WhatApp alerte les utilisateurs d’iPhone ayant installé une version avec un logiciel espion
Meta a envoyé une alerte après avoir identifié environ 200 utilisateurs d’iPhone et smartphones Android, majoritairement en Italie, trompés par une fausse version de WhatsApp conçue pour infiltrer leur smarpthone. L’affaire met moins en cause la sécurité native de la messagerie qu’une méthode plus classique, à savoir pousser des personnes à installer un client non officiel qui imite l’application légitime.
![]()
Le cœur de l’attaque n’était pas WhatsApp
WhatsApp insiste d’ailleurs sur ce point auprès de la presse italienne. « Notre équipe de sécurité a identifié environ 200 utilisateurs, dont la plupart en Italie, qui, selon nous, ont pu télécharger ce client non officiel et malveillant », indique la messagerie.
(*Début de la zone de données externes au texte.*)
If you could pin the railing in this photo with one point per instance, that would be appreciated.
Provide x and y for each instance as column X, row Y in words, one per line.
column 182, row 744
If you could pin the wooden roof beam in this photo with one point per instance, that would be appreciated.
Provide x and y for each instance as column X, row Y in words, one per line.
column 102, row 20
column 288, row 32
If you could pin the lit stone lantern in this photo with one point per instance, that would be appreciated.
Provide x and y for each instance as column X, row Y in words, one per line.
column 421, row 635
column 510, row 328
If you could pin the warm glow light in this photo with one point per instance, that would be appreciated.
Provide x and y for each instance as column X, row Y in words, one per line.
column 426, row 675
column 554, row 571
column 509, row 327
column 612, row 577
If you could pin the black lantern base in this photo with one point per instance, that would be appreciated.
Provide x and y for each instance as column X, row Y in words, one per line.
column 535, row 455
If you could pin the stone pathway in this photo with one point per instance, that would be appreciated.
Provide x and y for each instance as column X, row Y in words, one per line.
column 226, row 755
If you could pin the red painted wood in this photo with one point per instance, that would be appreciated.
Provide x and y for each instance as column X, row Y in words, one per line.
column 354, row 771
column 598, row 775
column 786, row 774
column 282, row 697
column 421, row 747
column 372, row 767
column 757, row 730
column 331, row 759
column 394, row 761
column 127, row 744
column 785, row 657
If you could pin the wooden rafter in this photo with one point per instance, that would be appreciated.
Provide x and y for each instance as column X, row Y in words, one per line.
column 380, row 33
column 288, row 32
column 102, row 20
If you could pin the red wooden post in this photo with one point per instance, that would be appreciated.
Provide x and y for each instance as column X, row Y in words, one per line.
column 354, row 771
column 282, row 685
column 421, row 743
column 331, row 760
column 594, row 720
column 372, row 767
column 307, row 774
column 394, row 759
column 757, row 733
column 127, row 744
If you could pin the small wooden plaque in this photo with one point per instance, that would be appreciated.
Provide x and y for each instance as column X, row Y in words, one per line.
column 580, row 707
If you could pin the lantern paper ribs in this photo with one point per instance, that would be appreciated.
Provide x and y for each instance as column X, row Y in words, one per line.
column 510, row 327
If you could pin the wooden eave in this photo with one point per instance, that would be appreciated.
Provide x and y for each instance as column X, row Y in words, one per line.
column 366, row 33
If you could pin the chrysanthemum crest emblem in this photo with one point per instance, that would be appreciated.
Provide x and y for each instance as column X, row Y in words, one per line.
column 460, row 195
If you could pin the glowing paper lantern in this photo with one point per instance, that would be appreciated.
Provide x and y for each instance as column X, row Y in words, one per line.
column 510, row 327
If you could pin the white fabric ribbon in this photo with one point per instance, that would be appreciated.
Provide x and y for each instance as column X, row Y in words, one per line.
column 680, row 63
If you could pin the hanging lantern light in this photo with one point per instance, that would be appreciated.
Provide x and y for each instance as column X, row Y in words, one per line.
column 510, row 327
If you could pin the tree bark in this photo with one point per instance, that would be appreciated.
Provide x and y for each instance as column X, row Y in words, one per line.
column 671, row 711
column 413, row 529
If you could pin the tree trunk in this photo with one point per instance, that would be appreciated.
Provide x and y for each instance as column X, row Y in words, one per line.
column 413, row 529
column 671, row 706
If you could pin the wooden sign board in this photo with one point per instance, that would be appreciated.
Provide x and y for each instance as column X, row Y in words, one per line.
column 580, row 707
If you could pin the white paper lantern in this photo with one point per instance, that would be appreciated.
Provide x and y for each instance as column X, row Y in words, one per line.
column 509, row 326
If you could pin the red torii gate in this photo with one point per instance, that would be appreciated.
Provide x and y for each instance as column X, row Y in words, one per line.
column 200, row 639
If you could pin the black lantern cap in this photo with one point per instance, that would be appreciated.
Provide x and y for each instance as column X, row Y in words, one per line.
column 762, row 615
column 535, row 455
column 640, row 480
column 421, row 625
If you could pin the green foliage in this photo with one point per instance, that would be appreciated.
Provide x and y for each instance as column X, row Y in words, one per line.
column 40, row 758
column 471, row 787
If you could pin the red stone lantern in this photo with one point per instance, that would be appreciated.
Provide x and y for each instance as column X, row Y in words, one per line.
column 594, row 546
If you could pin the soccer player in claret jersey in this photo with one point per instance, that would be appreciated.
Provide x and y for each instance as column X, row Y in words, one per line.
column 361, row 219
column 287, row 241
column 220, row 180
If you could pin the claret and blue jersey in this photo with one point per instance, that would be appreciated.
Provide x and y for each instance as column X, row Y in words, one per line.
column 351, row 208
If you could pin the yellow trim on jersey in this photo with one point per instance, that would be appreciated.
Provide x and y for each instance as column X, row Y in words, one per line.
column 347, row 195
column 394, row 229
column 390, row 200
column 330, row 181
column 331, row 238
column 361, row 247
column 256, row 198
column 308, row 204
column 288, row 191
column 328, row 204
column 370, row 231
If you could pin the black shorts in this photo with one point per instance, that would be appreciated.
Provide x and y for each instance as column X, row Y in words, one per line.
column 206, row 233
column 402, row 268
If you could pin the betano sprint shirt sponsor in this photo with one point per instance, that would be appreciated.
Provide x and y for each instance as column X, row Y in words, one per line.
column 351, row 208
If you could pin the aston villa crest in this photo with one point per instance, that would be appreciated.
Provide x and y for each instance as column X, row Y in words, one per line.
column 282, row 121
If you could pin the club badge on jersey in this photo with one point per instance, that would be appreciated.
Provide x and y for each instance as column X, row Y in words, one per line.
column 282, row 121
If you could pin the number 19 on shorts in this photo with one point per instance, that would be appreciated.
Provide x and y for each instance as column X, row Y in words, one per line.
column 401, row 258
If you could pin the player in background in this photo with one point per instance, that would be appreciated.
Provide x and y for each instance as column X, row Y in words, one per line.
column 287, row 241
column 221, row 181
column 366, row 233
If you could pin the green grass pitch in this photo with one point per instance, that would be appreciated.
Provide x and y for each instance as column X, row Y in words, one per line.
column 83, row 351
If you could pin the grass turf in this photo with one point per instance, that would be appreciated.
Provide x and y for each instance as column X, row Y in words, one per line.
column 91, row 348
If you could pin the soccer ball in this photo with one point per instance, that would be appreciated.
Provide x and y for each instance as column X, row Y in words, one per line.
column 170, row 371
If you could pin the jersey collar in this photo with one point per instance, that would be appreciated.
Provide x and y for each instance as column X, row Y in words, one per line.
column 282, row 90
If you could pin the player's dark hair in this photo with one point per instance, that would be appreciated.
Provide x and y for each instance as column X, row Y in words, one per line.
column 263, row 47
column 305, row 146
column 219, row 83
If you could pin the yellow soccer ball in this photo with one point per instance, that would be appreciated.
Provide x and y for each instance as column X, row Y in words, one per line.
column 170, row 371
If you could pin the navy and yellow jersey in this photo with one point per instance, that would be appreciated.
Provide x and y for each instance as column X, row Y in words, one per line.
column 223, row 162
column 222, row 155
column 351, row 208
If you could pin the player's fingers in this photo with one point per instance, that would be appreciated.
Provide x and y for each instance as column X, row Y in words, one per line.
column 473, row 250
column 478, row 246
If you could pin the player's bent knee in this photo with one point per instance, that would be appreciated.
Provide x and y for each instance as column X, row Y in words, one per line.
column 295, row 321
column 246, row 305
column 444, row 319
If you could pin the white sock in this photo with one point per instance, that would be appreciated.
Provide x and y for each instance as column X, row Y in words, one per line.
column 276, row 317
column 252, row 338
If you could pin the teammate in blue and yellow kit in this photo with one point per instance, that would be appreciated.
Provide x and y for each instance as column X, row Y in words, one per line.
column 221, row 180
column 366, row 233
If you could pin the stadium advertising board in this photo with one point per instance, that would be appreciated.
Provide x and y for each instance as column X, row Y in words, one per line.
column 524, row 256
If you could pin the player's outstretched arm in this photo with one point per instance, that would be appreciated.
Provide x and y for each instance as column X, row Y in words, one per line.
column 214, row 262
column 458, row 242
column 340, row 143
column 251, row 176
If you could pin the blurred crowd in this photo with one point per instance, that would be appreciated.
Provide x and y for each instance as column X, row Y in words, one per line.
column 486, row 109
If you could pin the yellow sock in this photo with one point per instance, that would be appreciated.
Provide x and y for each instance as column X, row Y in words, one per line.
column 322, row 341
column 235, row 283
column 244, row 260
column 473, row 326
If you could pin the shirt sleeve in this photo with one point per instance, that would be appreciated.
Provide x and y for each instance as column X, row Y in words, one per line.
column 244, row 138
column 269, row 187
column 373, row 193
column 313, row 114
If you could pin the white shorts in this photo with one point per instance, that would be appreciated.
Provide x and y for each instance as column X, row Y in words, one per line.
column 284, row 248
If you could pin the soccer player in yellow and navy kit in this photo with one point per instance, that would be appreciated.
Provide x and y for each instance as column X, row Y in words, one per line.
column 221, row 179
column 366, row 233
Elle ajoute : « Nous pensons qu’il s’agissait d’une tentative d’ingénierie sociale visant un nombre limité d’utilisateurs, destinée à les convaincre d’installer un logiciel malveillant imitant WhatsApp, probablement pour obtenir l’accès à leurs appareils ».
Le point central du dossier est là. WhatsApp affirme que l’incident ne repose pas sur une vulnérabilité de sa plateforme, mais sur l’usage d’un faux client distribué hors des circuits officiels. La diffusion ne serait pas passée par le Google Play Store sur Android ni par l’App Store d’Apple sur iOS, mais par des canaux tiers moins contrôlés.
Cette distinction change la lecture de l’affaire. Les attaquants auraient contourné l’application officielle en reproduisant son apparence pour obtenir une installation volontaire. À ce stade, on ne sait toujours pas par quel mécanisme précis les victimes ont été amenées à installer ce faux WhatsApp.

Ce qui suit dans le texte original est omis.